İnsan ve Değer Şûrası 2025 Nevşehir/Kozaklı’da 22-24 Ağustos tarihlerinde “Değişen Dünya Düzeni ve Ümmet Bilinci” üst başlığıyla geniş katılımla sempozyum gerçekleştirildi.
“Değişen Dünya Düzeni ve Ümmet Bilinci” temasıyla düzenlenen programda, çağın getirdiği sosyal, teknolojik ve siyasal dönüşümlerin İslam toplumu üzerindeki etkileri çok yönlü şekilde ele alındı.
Açılışta Ümmet Vurgusu
Şûranın açılışı Kur’an-ı Kerim tilavetiyle yapılırken, İnsan ve Değer Hareketi Başkanı Zekeriya Şengöz, açılış konuşmasında ümmet bilincinin yeniden inşa edilmesi gerektiğine vurgu yaptı. Şengöz, “Yeni dünya düzeni, vahyin yerine aklı, ahiretin yerine bu dünyayı koyan bir sistemdir” diyerek Müslüman toplumların birlik içinde hareket etmesi çağrısında bulundu.
22 Ağustos’ta konuşan Prof. Dr. Halis Aydemir, “Bilgi Çağında Hikmeti Yitirmek” konusunu işleyerek, teknolojik dönüşümler karşısında sabit hakikatlerin önemine dikkat çekti. Aydemir, “İnsanın yaratılış gayesi değişmez; tevhid üzere yaşamak ve Allah’a kulluktur,” diyerek temel sorumlulukların altını çizdi.
Aynı gün bir diğer konuşmacı olan Prof. Dr. Muhittin Ataman ise “Değişen Dünya Düzeni ve Çağın Yeniden İnşası” başlıklı sunumunda, Batı medeniyetinin krizlerini ve küresel sistemin İslam dünyası üzerindeki baskılarını analiz etti. Ataman, “Hiçbir Müslümanın umutsuz olma hakkı yoktur. Çözüm, özümüze ve kök değerlerimize dönmektir,” ifadelerini kullandı.

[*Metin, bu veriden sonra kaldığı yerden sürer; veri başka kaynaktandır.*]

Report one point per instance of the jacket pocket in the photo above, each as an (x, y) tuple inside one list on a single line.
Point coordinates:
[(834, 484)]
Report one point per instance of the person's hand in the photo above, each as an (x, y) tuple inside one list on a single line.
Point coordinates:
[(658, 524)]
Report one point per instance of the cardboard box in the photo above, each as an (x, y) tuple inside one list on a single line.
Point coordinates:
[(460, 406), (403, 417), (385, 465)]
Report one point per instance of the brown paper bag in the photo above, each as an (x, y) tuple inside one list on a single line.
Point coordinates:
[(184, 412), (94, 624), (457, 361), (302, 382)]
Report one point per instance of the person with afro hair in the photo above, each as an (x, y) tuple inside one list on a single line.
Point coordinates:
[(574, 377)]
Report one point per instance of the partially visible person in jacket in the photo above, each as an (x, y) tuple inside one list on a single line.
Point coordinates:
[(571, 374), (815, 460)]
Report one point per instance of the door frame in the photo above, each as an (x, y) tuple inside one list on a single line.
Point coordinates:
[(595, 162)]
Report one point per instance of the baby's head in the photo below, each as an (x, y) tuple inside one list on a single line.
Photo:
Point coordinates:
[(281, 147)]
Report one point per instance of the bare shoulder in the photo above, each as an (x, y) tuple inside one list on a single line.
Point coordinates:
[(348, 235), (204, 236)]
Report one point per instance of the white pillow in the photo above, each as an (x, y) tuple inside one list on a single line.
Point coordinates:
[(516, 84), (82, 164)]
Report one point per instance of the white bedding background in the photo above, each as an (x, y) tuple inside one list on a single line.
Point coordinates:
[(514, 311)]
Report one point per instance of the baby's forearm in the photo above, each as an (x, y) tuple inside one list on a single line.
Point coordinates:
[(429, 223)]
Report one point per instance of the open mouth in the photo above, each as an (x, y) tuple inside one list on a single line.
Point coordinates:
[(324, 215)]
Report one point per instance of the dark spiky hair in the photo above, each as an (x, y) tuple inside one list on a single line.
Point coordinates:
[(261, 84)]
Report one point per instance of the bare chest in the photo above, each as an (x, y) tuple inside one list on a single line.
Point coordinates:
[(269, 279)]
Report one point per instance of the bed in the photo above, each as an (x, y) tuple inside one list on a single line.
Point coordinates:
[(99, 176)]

Şûra kapsamında 23 Ağustos’ta yazar Ömer Özkızılcık, “Suriye Devrimi ve Değişen Dengeler” başlıklı sunumunda, Suriye’deki sürecin ilahi bir yardımın eseri olduğunu vurguladı. ABD’nin devrim sürecindeki tutarsız politikalarını ve Türkiye’nin bölgede üstlendiği garantör rolü üzerinde durdu.
Aynı gün gerçekleşen bir diğer sunumda, Ramazan Kayan, “Gazze: Ümmet ve Umut” başlığı altında Gazze direnişinin ümmet bilincindeki yerine değinerek, Filistin’in yalnızlaştırılmasının tarihsel sürecini ele aldı.
24 Ağustos’ta düzenlenen Dijital Çağda İnsan Yetiştirmek konulu panelde yazarlar Said Ercan ve Abdülaziz Kıranşal, dijital çağın gençlik üzerindeki etkilerine değindi. Sosyal medyanın hem bir ifade aracı hem de bir manipülasyon zemini haline geldiğini belirten konuşmacılar, dijital mahremiyetin önemi ve bilinçli dijital vatandaşlık konularını öne çıkardı.
Kıranşal, yapay zekâ ve transhümanizm ideolojisinin “insan fıtratını tehdit eden” bir sürece dönüşme riskine dikkat çekti. 2040’lara yönelik öngörülerde ise beyin çipleri, metaverse ve dijital bilinç gibi teknolojik gelişmelerin insan değerleriyle çelişebileceği uyarısı yapıldı.
Ortak Mesaj: Değerlere Dönüş, Birlik ve Direniş
İnsan ve Değer Şûrası 2025, çağın getirdiği krizlere karşı ümmet birliği, ahlaki değerler, dijital bilinç ve manevi sorumluluklar temelinde bir yeniden inşa çağrısıyla sona erdi. Katılımcılar, geleceğe dair umutlarını İslam medeniyetinin dirilişin de bulduklarını ifade ettiler. Sonuç bildirgesinin okunmasıyla Program sonlandı.